Egyptian singer and actor

Marwan Abobakr (Arabic: مروان ابوبكر), better known as Skarone, (born Jun 1, 2004, in Giza) is an Egyptian singer and actor. He began his artistic career in 2018 and his since collaborated numerous projects with Middle Eastern singers.

== Life and career ==

=== Music ===
Marwan born in Giza government and grown up in an en environment that valued the arts. He developed an interest in singing music at the higher Institute of Music at Cairo University, where he received academic training in music and collaborated with several musicians and artists one of them Amr Mostafa, who led him enter local competitions.
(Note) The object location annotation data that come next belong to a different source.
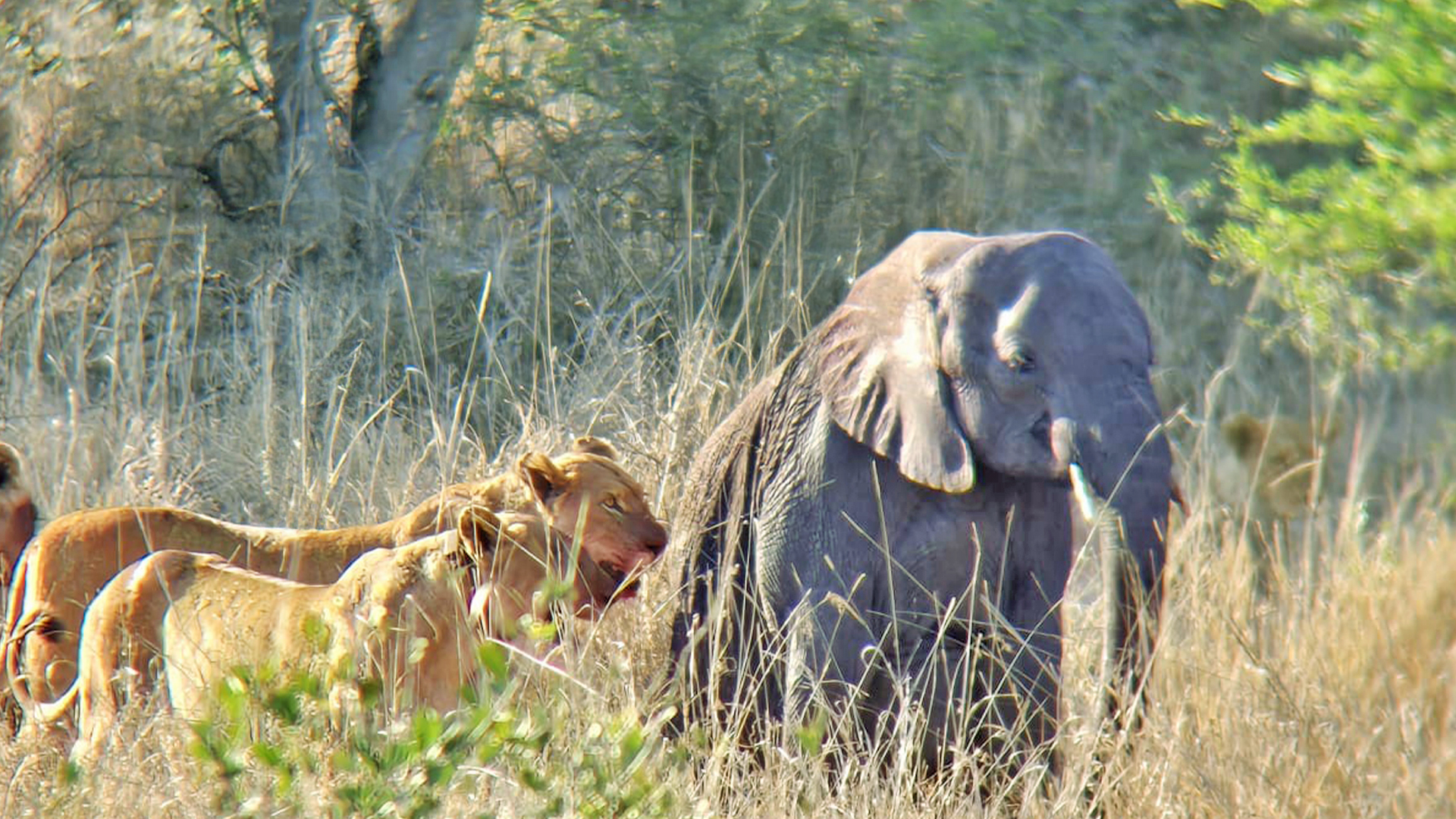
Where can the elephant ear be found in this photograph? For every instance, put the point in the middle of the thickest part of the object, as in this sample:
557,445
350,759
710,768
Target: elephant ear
880,365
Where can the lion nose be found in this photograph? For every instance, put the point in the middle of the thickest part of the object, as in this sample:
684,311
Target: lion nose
657,539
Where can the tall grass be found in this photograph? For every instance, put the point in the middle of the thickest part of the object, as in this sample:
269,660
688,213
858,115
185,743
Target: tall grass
184,362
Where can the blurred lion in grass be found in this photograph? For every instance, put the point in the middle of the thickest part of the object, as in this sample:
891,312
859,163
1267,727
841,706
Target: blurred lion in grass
1270,482
582,491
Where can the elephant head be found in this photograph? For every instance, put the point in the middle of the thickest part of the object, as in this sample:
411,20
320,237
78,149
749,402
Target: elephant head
1021,354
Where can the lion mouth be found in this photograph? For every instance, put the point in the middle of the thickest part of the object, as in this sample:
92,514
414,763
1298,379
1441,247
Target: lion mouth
604,583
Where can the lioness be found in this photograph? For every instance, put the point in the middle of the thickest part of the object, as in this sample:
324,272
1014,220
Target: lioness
1270,485
73,557
17,510
398,615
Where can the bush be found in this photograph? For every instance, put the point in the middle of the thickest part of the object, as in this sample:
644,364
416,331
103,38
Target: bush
1343,205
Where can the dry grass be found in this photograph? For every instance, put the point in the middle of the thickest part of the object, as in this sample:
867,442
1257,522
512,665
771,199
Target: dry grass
1331,697
185,365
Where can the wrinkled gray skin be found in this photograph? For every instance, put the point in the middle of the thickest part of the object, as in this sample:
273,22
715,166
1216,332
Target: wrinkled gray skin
913,455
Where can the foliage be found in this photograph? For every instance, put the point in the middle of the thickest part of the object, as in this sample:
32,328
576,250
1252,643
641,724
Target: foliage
1343,205
274,730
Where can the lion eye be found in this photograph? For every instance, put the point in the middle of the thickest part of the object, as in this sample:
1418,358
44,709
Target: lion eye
1021,362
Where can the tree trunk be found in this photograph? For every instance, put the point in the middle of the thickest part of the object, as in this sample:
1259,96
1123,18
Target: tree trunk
335,174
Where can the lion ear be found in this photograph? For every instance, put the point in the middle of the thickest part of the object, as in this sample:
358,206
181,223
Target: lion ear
592,445
479,532
542,475
880,366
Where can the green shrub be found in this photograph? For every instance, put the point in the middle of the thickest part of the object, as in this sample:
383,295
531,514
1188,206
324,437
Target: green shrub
1343,203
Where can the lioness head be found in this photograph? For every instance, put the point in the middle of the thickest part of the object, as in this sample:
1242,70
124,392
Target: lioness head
17,509
1279,457
517,557
587,487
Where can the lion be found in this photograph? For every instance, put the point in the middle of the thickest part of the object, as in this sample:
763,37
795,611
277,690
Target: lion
410,617
73,557
1272,482
17,510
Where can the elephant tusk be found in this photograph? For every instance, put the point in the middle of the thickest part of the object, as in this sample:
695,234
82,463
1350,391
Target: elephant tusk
1088,500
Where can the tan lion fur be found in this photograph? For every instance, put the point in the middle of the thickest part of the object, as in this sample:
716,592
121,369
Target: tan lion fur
73,557
400,615
1270,480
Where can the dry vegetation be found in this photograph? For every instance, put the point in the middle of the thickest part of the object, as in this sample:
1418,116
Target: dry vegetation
158,353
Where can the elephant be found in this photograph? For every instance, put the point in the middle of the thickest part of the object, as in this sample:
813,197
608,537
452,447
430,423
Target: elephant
883,525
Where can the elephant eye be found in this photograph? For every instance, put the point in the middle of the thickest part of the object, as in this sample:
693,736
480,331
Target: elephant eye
1021,362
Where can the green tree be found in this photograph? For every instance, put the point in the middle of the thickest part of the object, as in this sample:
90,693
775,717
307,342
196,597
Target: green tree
1346,205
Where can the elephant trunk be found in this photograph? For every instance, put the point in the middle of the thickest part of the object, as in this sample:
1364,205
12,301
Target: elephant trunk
1123,484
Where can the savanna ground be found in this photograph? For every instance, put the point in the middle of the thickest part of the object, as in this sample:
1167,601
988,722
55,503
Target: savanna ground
628,267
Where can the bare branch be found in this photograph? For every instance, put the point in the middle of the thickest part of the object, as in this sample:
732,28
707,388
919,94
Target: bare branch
403,98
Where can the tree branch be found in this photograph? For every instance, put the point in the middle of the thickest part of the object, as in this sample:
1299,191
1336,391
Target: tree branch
403,98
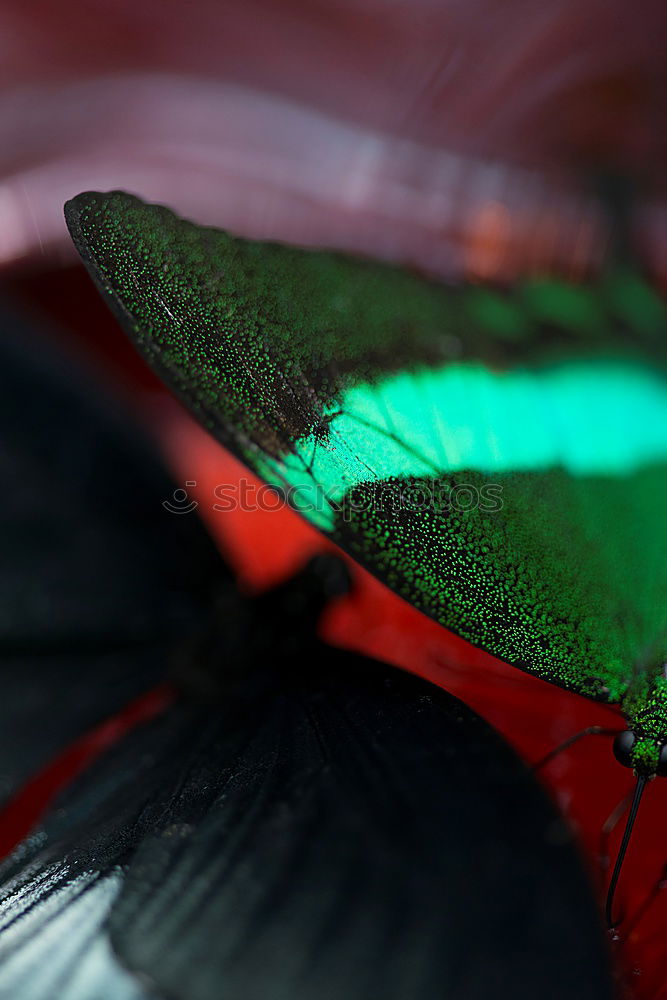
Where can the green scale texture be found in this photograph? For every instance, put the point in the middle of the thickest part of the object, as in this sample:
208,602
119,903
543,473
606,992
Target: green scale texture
283,354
His professional breakthrough came through signing with Sout El-Hob Records, where he released the album "Ya Donya" in 2022, which contributed to his fame, as he collaborated with prominent artists such as Amr Mostafa, Nasser and others.

=== Acting ===
In 2023 he participated in film "El Ruby House" and was chosen by director Peter Mimi, and also "El kabeer Awy" series part 7 in 2023.

== Host ==
Sada Elbalad – Career (Sada El-Balad, 2022)

Mont Carlo Doualiya – The Arab Music Scene (Mont Carlo Doualiya, 2026)

== Discography ==

=== Albums ===

- Ya Donya

=== Singles ===

- Darbaka
- Servayvl
- C.P.R
- Al Donya De Nar
- MESH FAYIQ
- LAHAB

== Filmography ==

=== Films ===

- El Ruby House

=== Television Series ===

- El kabeer Awy (part 7)

== Award and honors ==
In 2019, he reported on the Urbanice Talent Battle organisation by MNM Radio.

In 2022 on Spotify revealed new RADAR stars in Middle East and North Africa region. Featuring Egyptian singer Skarone, "Ya Donya".